This merge step appends directly into the final JSONL_FILE with '>>'. If the script is interrupted or a shard is corrupt, you'll end up with a partial JSONL that then causes future runs to skip merging because the file exists. Write to a temporary file and atomically move it into place on success (and/or validate the output) to avoid leaving a bad cached artifact.

Suggested change

for i in $(seq 0 $((NUM_SHARDS - 1))); do

SHARD_NAME=$(printf "c4-train.%05d-of-01024.json.gz" "$i")

SHARD_PATH="${RAW_DIR}/${SHARD_NAME}"

echo " [${i}/${NUM_SHARDS}] Decompressing ${SHARD_NAME} ..."

zcat "${SHARD_PATH}" >> "${JSONL_FILE}"

done

# Write to a temporary file first to avoid leaving a corrupted final JSONL

TMP_JSONL_FILE="$(mktemp "${JSONL_DIR}/c4_en_train.jsonl.tmp.XXXXXX")"

# Ensure the temporary file is cleaned up on failure or interruption

cleanup_tmp() {

if [ -n "${TMP_JSONL_FILE:-}" ] && [ -f "${TMP_JSONL_FILE}" ]; then

rm -f "${TMP_JSONL_FILE}"

fi

}

trap cleanup_tmp EXIT INT TERM

for i in $(seq 0 $((NUM_SHARDS - 1))); do

SHARD_NAME=$(printf "c4-train.%05d-of-01024.json.gz" "$i")

SHARD_PATH="${RAW_DIR}/${SHARD_NAME}"

echo " [${i}/${NUM_SHARDS}] Decompressing ${SHARD_NAME} ..."

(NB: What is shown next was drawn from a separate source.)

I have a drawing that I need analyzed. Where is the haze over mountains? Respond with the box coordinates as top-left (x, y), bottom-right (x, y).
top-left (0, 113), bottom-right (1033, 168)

zcat "${SHARD_PATH}" >> "${TMP_JSONL_FILE}"

done

# Basic validation: ensure the merged file is non-empty before finalizing

if [ ! -s "${TMP_JSONL_FILE}" ]; then

echo "ERROR: Merged JSONL is empty; aborting."

cleanup_tmp

exit 1

fi

# Move the completed temp file into place atomically

mv "${TMP_JSONL_FILE}" "${JSONL_FILE}"

# Prevent trap from deleting the now-final JSONL file

TMP_JSONL_FILE=""

trap - EXIT INT TERM

Copilot · 2026-02-27T14:03:23Z

start_training_dsv3.sh

+export NCCL_IB_HCA="ionic_0:1,ionic_2:1,ionic_3:1,ionic_4:1,ionic_5:1,ionic_7:1,ionic_8:1,ionic_9:1"
+export GLOO_SOCKET_IFNAME=ens9np0
+export NCCL_SOCKET_IFNAME=ens9np0
+export CLEAN_DOCKER_CONTAINER=1


CLEAN_DOCKER_CONTAINER=1 will cause examples/run_local_pretrain.sh to remove all containers on the host (it runs "docker/podman ps -aq" and rm -f each). That’s a risky default for shared nodes; consider defaulting this to 0 and only enabling it explicitly when you’re sure it’s safe.

Suggested change

export CLEAN_DOCKER_CONTAINER=1

export CLEAN_DOCKER_CONTAINER=0 # Set to 1 to forcibly remove all Docker/Podman containers; use with caution on shared hosts

Copilot · 2026-02-27T14:03:24Z

primus/backends/megatron/patches/training_log/print_rank_last_patches.py

                r_ratio = r_used / r_total
+
+                # get the max rocm_mem_usage
+                usage_tensor = torch.tensor([r_used], device="cuda", dtype=torch.float32)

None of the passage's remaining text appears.